Caren knows this better than most. She grew up in Ascension Parish, daughter of Belle Vie’s cook, descendant of the freed slave Jason, whose mysterious disappearance more than a century ago still haunts the estate-turned-tourist attraction. When a migrant worker from the adjoining sugar cane fields is found murdered at Belle Vie, Caren’s good intentions and curiosity put her at cross-purposes with the local authorities, the plantation’s owners, much of the staff, her own preteen daughter, and the girl’s father, a D.C. attorney. Past secrets lead to present dangers, love and loyalty collide, and the murder mystery winds through the plot like a slithering snake.

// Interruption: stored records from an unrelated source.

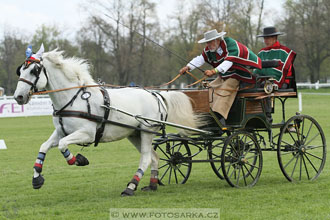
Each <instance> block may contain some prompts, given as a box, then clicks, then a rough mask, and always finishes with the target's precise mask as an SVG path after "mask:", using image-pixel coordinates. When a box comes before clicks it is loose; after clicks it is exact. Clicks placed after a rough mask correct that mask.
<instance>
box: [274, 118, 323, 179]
mask: <svg viewBox="0 0 330 220" xmlns="http://www.w3.org/2000/svg"><path fill="white" fill-rule="evenodd" d="M277 158H278V163H279V165H280V168H281V171H282V173H283V175H284V176H285V177H286V178H287V179H288V180H289V181H301V180H304V179H307V180H314V179H316V178H317V177H318V176H319V175H320V173H321V171H322V170H323V167H324V164H325V160H326V142H325V137H324V133H323V131H322V129H321V127H320V125H319V124H318V123H317V122H316V120H315V119H314V118H312V117H310V116H307V115H296V116H293V117H291V118H290V119H289V120H288V121H287V122H286V123H285V124H284V126H283V127H282V129H281V132H280V135H279V138H278V144H277Z"/></svg>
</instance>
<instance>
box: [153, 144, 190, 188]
mask: <svg viewBox="0 0 330 220" xmlns="http://www.w3.org/2000/svg"><path fill="white" fill-rule="evenodd" d="M154 150H155V151H158V155H159V157H160V159H159V168H158V171H159V181H160V182H161V183H162V184H171V183H175V184H178V183H181V184H184V183H186V181H187V180H188V178H189V175H190V172H191V166H192V164H191V162H190V160H191V152H190V148H189V146H188V142H187V141H182V140H169V141H167V142H165V143H162V144H156V145H155V146H154Z"/></svg>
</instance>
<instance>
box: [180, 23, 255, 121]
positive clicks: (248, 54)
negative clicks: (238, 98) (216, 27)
mask: <svg viewBox="0 0 330 220" xmlns="http://www.w3.org/2000/svg"><path fill="white" fill-rule="evenodd" d="M225 34H226V32H220V33H218V31H217V30H215V29H214V30H211V31H208V32H206V33H204V38H203V39H201V40H199V41H198V43H200V44H201V43H205V44H206V46H205V48H204V50H203V52H202V54H201V55H199V56H197V57H195V58H194V59H192V60H191V61H190V62H189V63H188V64H187V65H186V66H185V67H183V68H182V69H181V70H180V73H181V74H184V73H185V72H186V71H189V70H193V69H195V68H196V67H200V66H202V65H203V64H204V63H205V62H206V63H208V64H210V65H212V66H213V69H210V70H206V71H205V72H204V74H205V75H206V76H208V77H210V76H213V75H217V76H218V77H217V78H216V79H215V80H213V81H212V82H211V83H210V84H209V86H210V89H209V95H210V99H209V100H210V106H211V109H212V110H213V111H214V112H216V113H217V114H218V118H219V120H220V122H221V123H222V125H225V119H227V117H228V113H229V110H230V108H231V106H232V104H233V102H234V100H235V97H236V94H237V91H238V88H239V84H240V81H242V82H245V83H254V82H255V78H254V77H253V76H252V74H251V72H250V71H249V70H248V69H247V67H249V66H250V67H253V68H258V69H261V60H260V58H259V57H258V56H257V55H255V54H254V53H253V52H252V51H251V50H250V49H249V48H247V47H246V46H245V45H243V44H241V43H240V42H238V41H236V40H234V39H232V38H230V37H224V35H225Z"/></svg>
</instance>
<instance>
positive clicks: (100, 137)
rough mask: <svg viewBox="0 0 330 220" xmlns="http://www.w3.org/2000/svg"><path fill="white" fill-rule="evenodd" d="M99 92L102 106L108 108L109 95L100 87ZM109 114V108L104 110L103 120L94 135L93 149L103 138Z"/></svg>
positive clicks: (104, 89)
mask: <svg viewBox="0 0 330 220" xmlns="http://www.w3.org/2000/svg"><path fill="white" fill-rule="evenodd" d="M101 89H102V90H101V92H102V94H103V99H104V105H105V106H107V107H109V106H110V97H109V93H108V91H107V90H106V89H105V88H104V87H101ZM109 113H110V109H109V108H105V110H104V118H103V120H102V121H101V126H100V127H99V128H98V129H97V130H96V134H95V142H94V147H96V146H97V145H98V144H99V141H100V139H101V138H102V136H103V132H104V127H105V123H106V122H105V120H107V119H108V117H109Z"/></svg>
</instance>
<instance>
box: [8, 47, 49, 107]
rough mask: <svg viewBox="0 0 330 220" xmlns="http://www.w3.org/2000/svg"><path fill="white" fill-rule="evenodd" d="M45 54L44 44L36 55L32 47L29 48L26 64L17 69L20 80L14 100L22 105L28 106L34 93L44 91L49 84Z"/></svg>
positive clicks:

But larger questions of class, race and identity complicate the whole, and it is those mysteries that Locke so artfully explores in prose as seductive as Belle Vie’s magnolia-scented grounds.

Dennis Lehane chose The Cutting Season as the first book for his new imprint at HarperCollins, so it’s fitting that one of our best crime novelists also has a new book. Live by Night is a sort of sequel to The Given Day, but this layered historical novel of the Roaring Twenties in Boston, Tampa and Cuba stands tall on its own.

Joe Coughlin, the younger son of a corrupt Boston cop, comes to crime as a teen “because it was fun and he was good at it.” By 20, he thinks of himself as an outlaw, with his own code of love and loyalty that allows him to work for established gangsters despite his aversion to senseless violence.

Joe’s conflicted conscience doesn’t keep him out of trouble. Quite the contrary. Falling for a rival mobster’s sultry girlfriend leads to her disappearance and presumed death while bad boy Joe is toughened by prison. He’s mentored by a Mafia don, who sets him up as a rum-runner in Tampa on his release. Still good at what he does, enterprising Joe builds a boot-legging empire and marries a Cuban social activist. Over time, he takes on all comers and uses some of his dirty money for good deeds. Still, blood and betrayal are inescapable.

This all makes for entertaining Prohibition-era noir, and Lehane bends the genre conventions to his own ends so that the past takes on the vivid solidity of the known present.

Open Book: I bought two copies of Attica Locke’s The Cutting Season (HarperCollins), one for me and one for my cousins Meg and Gail. As Caroline Cousins, we’ve written three cozy mysteries set on a restored plantation, and I enjoyed the familarity of Locke’s setting and details. I wish we’d thought of the falling snake, although we’d have played it more for laughs, like our marauding seagulls and ghost gator, and Locke’s book is deadly serious. I admire it very much. Dennis Lehane is a long-time favorite, and I read a digital galley of Live By Night (Morrow) via edelweiss.